The FT-SE 100 Index fell 0.4 per cent on the week to 6139.2. Banks led the declines on concern over trading losses in emerging markets.

Oil stocks rose the most. Crude oil rose 4.8 per cent last week to $14.10 a barrel on optimism that oil producers will cut output enough to eliminate a worldwide supply glut.

OPEC joined other producers in agreeing to cut world crude supply by 2.7 per cent. "We have come back to oil stocks in recent weeks," said Vincent Auriac, at Apoge in Dijon, France.

Oil prices rose on the recovery of recession-hit Asian economies, which will "increase world demand for oil".

Defence companies may benefit from increased demand for military equipment if the Yugoslav conflict continues. British Aerospace rose more than 8 per cent. The company produces the Harrier jets in action over Serbia, and it helps to produce Tornado combat aircraft that are being used by the German air force.

"There are certain stocks that will benefit from the war going on, like aerospace," said Jolowicz, "and also those that supply the aerospace companies ultimately will gain."

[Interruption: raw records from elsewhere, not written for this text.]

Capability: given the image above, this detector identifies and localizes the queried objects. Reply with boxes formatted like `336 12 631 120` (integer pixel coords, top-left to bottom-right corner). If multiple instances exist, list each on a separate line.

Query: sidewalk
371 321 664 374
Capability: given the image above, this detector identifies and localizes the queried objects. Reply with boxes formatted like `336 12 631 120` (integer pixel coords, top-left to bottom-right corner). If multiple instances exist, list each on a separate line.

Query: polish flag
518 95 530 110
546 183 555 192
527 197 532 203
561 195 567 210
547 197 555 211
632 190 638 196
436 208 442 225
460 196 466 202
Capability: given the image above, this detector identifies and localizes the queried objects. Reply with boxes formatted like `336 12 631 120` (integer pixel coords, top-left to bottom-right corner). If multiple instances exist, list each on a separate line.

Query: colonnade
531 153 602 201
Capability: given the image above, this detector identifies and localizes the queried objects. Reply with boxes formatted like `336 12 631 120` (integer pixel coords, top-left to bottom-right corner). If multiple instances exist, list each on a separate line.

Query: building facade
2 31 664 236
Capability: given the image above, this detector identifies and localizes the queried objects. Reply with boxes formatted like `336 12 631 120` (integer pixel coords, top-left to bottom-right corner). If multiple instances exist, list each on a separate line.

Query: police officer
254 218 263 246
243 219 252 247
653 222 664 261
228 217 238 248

Apollo Metals, which supplies metal to British Aerospace may also go up.

Gilts may rise as new evidence that the economy remained weak in the first quarter, bolsters expectations for lower interest rates.

"There's a fair amount of fuel for the Bank of England to be looking to cut again," said Michael Saunders, UK economist at Salomon Smith Barney. "They might hold off until May, then cut by 25 to 50 basis points."

Gilts fell on Friday, as the yield on the benchmark rose by 6 basis points to 4.55 per cent.

While bonds maturing in less than five years may rise on the rate outlook, "the long end of the market is a little more of a danger, because of international events," according to Andrew Milligan, at Morley Fund Management.